A damning report released by the Ministry of the Environment and Stats NZ last month says that New Zealand’s land use is contributing directly to soil and water degradation, soil erosion and is reducing the health and diversity of our plants, animals and habitats.
The report, Our Land 2018, shows more than 48 per cent of tested sites were outside the target range for two key indicators of soil quality. These were phosphorous content (an indicator of soil fertility) and macroporosity (a measure of soil compactness).
Excess phosphorous can travel into waterways through erosion and run off. It can trigger growth of unwanted plants and reduce water quality.
Soil that is too compacted restricts plant growth and reduces soil diversity. It also impedes soil drainage, resulting in increased greenhouse gas emissions from urine on soils and an increased amount of phosphorous and eroded soils reaching waterways.
The report says sites under more intensive land uses, such as dairying, cropping, horticulture and dry stock, were more frequently outside the range for these soil quality indicators.
In particular, 51 per cent of tested dairy sites had excess soil phosphorus and 65 per cent were below the range for macroporosity.
Some horticultural and cropping sites also had high phosphorous levels (37 per cent) and low macroporosity levels (39 per cent).

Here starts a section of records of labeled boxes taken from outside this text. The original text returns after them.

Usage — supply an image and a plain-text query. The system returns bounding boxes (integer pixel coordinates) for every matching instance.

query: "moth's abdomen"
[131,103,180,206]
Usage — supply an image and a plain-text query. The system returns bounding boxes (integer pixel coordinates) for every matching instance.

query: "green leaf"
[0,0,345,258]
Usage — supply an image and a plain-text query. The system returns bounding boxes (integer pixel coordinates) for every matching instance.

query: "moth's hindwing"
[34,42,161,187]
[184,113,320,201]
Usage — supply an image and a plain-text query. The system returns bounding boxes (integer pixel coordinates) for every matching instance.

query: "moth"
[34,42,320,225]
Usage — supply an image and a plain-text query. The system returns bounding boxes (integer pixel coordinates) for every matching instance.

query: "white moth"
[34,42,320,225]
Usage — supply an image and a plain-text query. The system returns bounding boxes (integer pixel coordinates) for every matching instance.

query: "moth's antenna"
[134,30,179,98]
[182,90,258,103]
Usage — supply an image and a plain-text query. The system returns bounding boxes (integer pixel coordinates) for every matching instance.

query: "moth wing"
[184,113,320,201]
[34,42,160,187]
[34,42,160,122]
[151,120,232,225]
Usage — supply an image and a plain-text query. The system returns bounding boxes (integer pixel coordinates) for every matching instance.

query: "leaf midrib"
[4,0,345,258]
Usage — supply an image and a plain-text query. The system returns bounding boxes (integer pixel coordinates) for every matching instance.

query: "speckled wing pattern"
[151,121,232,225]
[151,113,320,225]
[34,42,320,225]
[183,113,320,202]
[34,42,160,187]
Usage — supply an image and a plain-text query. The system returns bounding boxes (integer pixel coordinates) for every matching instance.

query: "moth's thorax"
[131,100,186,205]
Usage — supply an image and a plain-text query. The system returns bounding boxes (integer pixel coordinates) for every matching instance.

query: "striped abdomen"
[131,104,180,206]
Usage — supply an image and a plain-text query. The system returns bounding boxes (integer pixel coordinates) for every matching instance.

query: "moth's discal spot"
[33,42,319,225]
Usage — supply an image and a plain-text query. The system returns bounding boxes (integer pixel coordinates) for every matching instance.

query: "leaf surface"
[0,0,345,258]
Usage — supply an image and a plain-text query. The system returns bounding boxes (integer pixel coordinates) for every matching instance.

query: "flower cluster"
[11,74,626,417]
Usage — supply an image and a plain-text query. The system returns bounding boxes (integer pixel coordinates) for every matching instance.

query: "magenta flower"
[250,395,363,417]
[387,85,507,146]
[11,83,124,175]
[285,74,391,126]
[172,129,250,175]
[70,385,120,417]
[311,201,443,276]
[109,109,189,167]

Dry stock sites had low macroporosity levels (41 per cent).
The report says New Zealand already has naturally high rates of erosion due to a combination of steep terrain, rock and soil types and climate. New Zealand contributes about 1.7 per cent to global sediment loss, even though it makes up only 0.2 per cent of global land area.
The report says the problem is exacerbated by the removal of trees. New Zealand loses 192 million tonnes of soil each year from erosion and 44 per cent of this comes from pasture land.
The report’s findings come as no surprise to Ahuroa sheep and beef farmer Bev Trowbridge, who has long advocated for “regenerative farming” practices, which aim to protect the soil.
She says farmers are often extremely concerned about soil degradation but says pressure from banks, suppliers, market buyers and industry representatives all conspire to reinforce destructive farming practices.
“Farmers do not get to choose to go it alone, to market their own produce, or change to a high-value, low impact model. This is the travesty of our farming system,” she says.
Ms Trowbridge says the irony is that the solutions to the problems are not difficult. For example, farmers could make greater use of natural, organic fertilizers, especially compost, which has an abundance of living creatures within it that break up compacted soil.
Meanwhile, the report itself declines to make recommendations on how to redress problems with land use, but it says it is vital that New Zealand pays attention to the harm it is doing to the soil, noting that the quality of the soil underpins the New Zealand economy.
“This report provides an opportunity for us to recognise that soil and biodiversity are taonga (treasure), that our stewardship depends on earnestly building our knowledge base, and that it is our responsibility to take action to restore the health of the whenua (land), for today and tomorrow’s generations,” it says.